Mental hurdles remained. Athletes are used to offseason workouts, but a hiatus stretching a year and a half is foreign to anyone that’s avoided serious injury.
“We were still training like any time there could have been a season,” Dawson said. “It was easy to kind of get complacent and feel sorry for yourself, but you still can go for a jog outside, you can still do sprints, still do body weight stuff.”
If any veteran needed a push, all he had to do was remind himself what could happen if he slows down.
“Not wanting to show up to camp and not have it anymore, essentially,” Halifax’s Scott Campbell said of his main source of motivation.
Campbell, in his 18th season, constructed his own gym after his usual CrossFit venue became inaccessible. Shattler’s home workouts served as a nice compliment to the time he put in at his clinics in Saskatchewan.
“I had my lacrosse stick in my hand almost every day,” Shattler said. “When I was coaching, I was almost playing with them, showing them the drills, so I had a little bit of an advantage in that way.”
While Shattler kept his stick skills up working with kids, San Diego Seals captain Brodie Merrill had an All-Star lineup of pros nearby.
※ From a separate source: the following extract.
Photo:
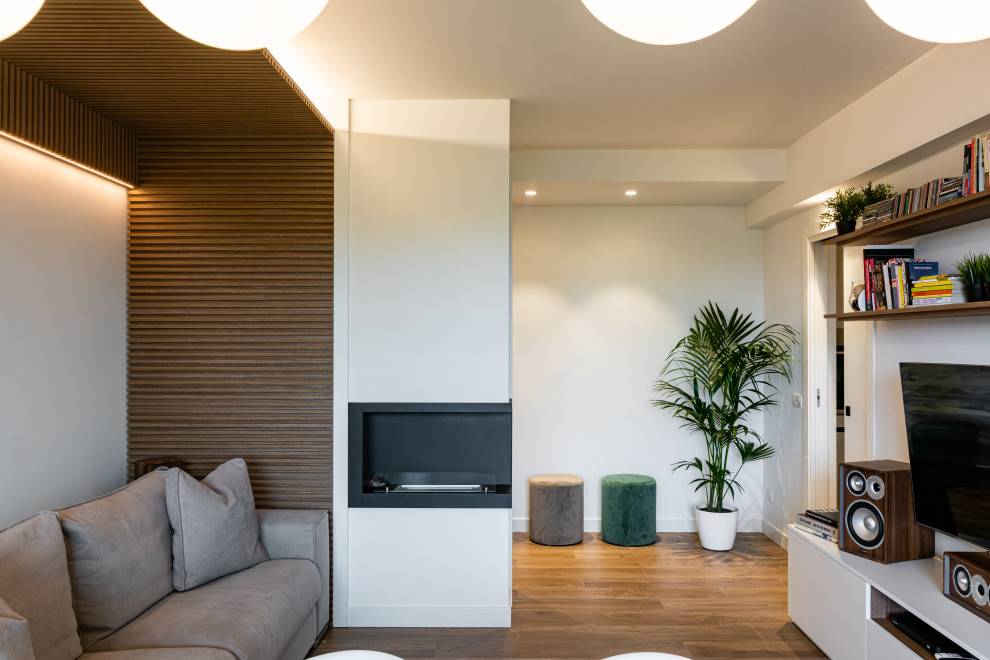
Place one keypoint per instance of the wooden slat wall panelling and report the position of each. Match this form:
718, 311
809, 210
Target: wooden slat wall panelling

Merrill, the director of athletics at the Hill Academy, stayed sharp thanks to his list of co-workers including Graeme Hossack, Jeff Teat, Clarke Petterson and Reilly O’Connor.
“We were able to kind of have these pick-up games and train together,” Merrill said. “It definitely helped a lot.”
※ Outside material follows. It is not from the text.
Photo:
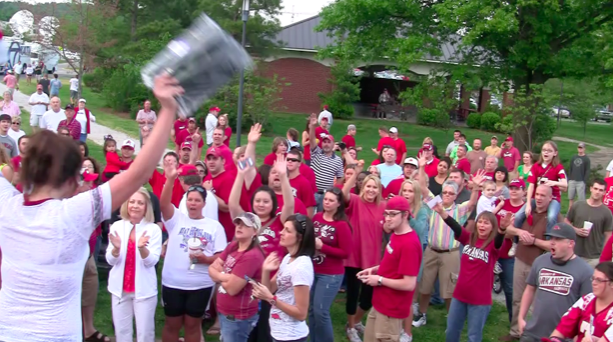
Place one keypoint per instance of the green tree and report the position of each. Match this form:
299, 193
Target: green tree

Merrill also had the benefit of playing a pair of seasons outdoors in the Premier Lacrosse League since the last time the NLL was active, but he says there’s a difference between being in field and box shape. Nothing fully prepares you for the beating that comes indoors.
Training camp and Week 1 surely brought some added soreness around the league.
“I remember training camp being a lot easier, to be honest with you,” Shattler said with a laugh.
Shattler announced prior to the start of the season that this will be his final NLL campaign. While he enjoyed the added time he got with his family during the break, he didn’t want to end his career with any regrets.
“I just wanted to leave the game on my own terms, not COVID saying, ‘Alright, you’re done,’” Shattler said.
The futures of Dawson, Merrill and Campbell are less defined, but just like Shattler, they felt they had unfinished business to deal with. All four are on teams with championship aspirations, looking to return with a vengeance after their last title chases were abruptly ended.
And just one week in, they’ve already gotten a reminder of what all the work the past few years has been for.
“I’ve never once taken this game for granted, and I didn’t need COVID to reassure me on how much I love it or how much this game has meant to me,” Dawson said. “But man, did I miss it.”